= Halfway, Illinois =

Halfway, Illinois was an unincorporated community in northeastern Williamson County, Illinois located about halfway between the county seat of Marion and Corinth. A post office operated from 1895 to 1911 in a country store. The ZIP Code was 62974.

It is not to be confused with the later Halfway in Williamson County on Illinois Route 37 between Marion and Johnston City.

==History==
Joseph H. Williams opened the post office February 5, 1895. Henry W. Rogers became postmaster two years later on August 3, 1897, but Williams took over the job again on December 1, 1897. He sold out to James Chadwell who updated the country store with a new stock of goods.

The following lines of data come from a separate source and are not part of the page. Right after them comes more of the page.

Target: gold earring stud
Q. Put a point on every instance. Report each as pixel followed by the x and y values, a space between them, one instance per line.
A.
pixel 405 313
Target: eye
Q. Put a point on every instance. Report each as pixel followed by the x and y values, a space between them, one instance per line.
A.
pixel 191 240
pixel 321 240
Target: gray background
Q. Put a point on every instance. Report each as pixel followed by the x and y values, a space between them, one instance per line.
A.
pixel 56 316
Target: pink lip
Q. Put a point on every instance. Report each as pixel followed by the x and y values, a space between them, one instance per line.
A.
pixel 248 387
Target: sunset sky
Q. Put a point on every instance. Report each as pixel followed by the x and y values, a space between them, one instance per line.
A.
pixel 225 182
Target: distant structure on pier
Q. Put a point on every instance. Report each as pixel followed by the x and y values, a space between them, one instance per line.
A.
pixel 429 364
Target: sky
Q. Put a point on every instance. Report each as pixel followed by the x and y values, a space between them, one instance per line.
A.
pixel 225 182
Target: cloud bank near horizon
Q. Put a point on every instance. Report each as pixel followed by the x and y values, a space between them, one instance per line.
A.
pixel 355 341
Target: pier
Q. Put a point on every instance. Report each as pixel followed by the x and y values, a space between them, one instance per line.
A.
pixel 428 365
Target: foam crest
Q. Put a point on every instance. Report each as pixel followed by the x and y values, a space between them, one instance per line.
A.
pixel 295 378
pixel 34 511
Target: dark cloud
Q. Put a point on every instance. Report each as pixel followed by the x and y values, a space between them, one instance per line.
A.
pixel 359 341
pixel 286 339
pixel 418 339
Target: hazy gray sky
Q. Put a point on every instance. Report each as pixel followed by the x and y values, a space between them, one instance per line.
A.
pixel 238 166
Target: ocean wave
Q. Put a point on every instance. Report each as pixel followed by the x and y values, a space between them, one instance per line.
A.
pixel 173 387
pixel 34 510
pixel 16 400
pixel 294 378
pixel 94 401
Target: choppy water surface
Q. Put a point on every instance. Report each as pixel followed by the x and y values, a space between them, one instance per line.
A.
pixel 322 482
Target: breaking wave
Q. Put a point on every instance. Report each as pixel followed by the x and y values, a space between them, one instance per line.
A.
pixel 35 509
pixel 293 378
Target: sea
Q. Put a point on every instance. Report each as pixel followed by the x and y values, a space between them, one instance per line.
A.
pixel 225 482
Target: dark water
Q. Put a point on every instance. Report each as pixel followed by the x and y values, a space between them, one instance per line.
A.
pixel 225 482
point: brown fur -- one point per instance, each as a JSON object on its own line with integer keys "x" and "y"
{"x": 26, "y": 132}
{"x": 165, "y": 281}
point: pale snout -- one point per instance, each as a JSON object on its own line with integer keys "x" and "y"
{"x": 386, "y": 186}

Chadwell's daughter then became postmaster May 20, 1899. The elder Chadwell and his business partner John Leander Roberts, a Corinth storekeeper, sold the store to the Albert and Nicholas G. Riggs. Albert became postmaster June 14, 1905. When nearby Pittsburg, Illinois opened up, Albert moved there and became that town's postmaster. Nicholas took over for Albert at Halfway and became postmaster December 8, 1905. Operations discontinued on 15 December 1911. The area is now served by the Pittsburg Post Office.

==Geography==
The store was located almost on the township line in Section 25, Township 8 South, Range 3 East of the Third Principal Meridian in what's known today as Lake Creek Precinct. Today the area is the intersection of Edwards Road (the old road to Corinth) and Dwina Road that runs along the township line.